Depuis cette époque, le scélérat de gouvernement anglais, au lieu de se concilier les habitants par la douceur, les a encore aigris par de nouveaux actes d'oppression. Les partisans des Américains ont été obligés de fuir et ceux qui sont restés, ont été envoyés liés en Angleterre. On a confisqué les biens des uns et des autres et les tribunaux ont poussé la rage royale au point de débouter des particuliers de leurs actions, sur le seul principe qu'on les soupçonnait rebelles et méritant par conséquent de perdre leurs biens. Cazeau, du Calvet, Jautard, Mesplet, Lusignan et plusieurs autres encore vivants éprouvèrent ces horreurs.

L'on pourrait objecter l'ignorance des Canadiens comme un obstacle à devenir libres, leurs prêtres, leurs préjugés. À ceci je réponds qu'on a une idée très imparfaite des habitants.

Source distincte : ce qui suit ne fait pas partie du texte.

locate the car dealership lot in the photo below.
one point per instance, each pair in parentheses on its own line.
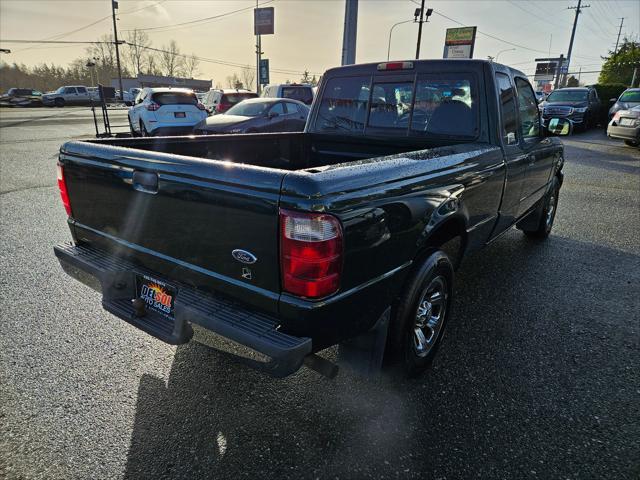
(537,377)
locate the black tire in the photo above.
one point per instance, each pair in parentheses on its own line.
(548,215)
(434,276)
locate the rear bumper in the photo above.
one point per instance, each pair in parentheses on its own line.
(115,279)
(624,133)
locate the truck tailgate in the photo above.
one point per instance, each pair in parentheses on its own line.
(180,216)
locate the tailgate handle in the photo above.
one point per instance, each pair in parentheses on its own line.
(145,182)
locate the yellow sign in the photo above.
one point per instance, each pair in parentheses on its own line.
(460,36)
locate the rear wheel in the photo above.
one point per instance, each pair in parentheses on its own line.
(421,314)
(548,215)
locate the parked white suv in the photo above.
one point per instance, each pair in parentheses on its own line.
(158,111)
(71,95)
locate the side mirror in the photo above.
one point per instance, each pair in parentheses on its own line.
(560,126)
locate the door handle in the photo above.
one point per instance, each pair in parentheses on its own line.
(145,182)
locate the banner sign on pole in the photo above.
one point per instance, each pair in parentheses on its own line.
(264,71)
(263,19)
(459,42)
(545,71)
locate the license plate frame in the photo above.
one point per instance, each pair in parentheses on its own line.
(158,296)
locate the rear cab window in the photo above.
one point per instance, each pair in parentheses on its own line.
(439,105)
(175,98)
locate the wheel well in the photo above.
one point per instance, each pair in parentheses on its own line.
(450,237)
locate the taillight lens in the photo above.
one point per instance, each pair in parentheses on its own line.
(62,186)
(310,253)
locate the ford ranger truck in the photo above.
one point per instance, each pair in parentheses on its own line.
(347,233)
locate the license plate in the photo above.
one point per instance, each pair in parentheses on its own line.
(158,296)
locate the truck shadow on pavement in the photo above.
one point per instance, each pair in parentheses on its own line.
(525,374)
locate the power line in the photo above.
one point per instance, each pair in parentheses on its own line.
(222,62)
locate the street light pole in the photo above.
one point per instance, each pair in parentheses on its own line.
(114,6)
(391,31)
(420,29)
(502,51)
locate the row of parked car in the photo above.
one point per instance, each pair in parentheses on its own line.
(160,111)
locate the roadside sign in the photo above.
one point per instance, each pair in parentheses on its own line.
(459,42)
(264,71)
(545,71)
(263,20)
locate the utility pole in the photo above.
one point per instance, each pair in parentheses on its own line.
(258,55)
(350,32)
(619,32)
(573,34)
(114,6)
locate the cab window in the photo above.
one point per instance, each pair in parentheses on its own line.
(391,105)
(507,99)
(528,109)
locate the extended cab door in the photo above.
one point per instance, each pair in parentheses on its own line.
(537,148)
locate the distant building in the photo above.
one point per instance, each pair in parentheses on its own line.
(142,81)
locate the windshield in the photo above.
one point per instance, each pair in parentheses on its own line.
(249,109)
(234,98)
(568,96)
(175,98)
(434,105)
(632,96)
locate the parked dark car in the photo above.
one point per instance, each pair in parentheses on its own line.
(347,233)
(627,100)
(219,101)
(257,115)
(625,125)
(581,105)
(22,97)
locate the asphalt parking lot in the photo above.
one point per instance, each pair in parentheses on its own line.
(538,376)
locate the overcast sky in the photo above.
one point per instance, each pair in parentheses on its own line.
(308,33)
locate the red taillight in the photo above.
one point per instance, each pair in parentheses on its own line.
(310,253)
(64,194)
(395,66)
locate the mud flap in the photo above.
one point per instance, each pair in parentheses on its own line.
(363,354)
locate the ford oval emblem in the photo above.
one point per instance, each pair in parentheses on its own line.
(243,256)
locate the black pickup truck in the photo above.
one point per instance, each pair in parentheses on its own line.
(347,233)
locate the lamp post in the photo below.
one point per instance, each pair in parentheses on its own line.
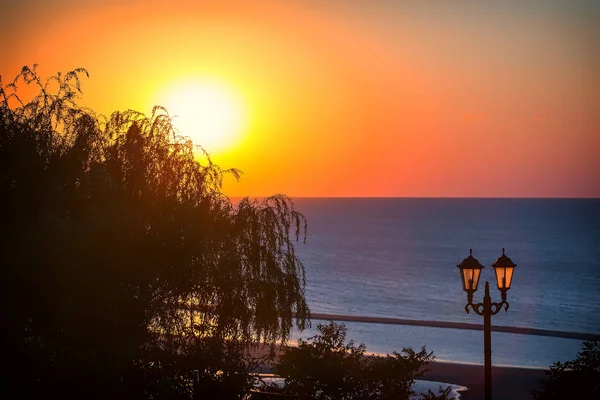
(470,271)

Ceux des villes sont en possession de tous les ouvrages philosophiques; ils les lisent avec passion, ainsi que les gazettes françaises, la Déclaration des droits de l'homme et les chansons patriotiques. Ils apprennent celles-ci par coeur pour les chanter à l'ouverture d'un Club de patriotes où l'on comptait l'année dernière plus de 200 citoyens. Ce club a même défié le gouvernement en discutant publiquement les affaires de la France, ce qui, la veille, avait été défendu par une proclamation. Les prêtres dans les villes sont regardés comme ils doivent l'être, je veux dire, comme d'infâmes imposteurs qui font servir le mensonge à leur intérêt; et on regarde passer cette engeance avec aussi peu de respect qu'un troupeau de cochons. Je ne parle point de cette autre caste d'hommes méprisables et méprisés qui se stylent nobles; les misérables n'excèdent pas en nombre la dizaine et leur ignorance et leur gueuserie font pitié. Enfin, j'ose dire que la Révolution française a électrisé les Canadiens et les a plus éclairés en un an sur leurs droits naturels qu'un siècle de lecture n'aurait pu faire. Même depuis la déclaration de la guerre de la France contre l'Angleterre, tel est le progrès que les Canadiens ont fait en raison, qu'ils ne craignent point de souhaiter publiquement le dessus aux Français. Chaque jour, ils s'assemblent dans les villes par petits pelotons, se racontent les nouvelles reçues, se réjouissent quand elles sont favorables aux Français et s'affligent (mais ne désespèrent point) quand elles leur sont contraires.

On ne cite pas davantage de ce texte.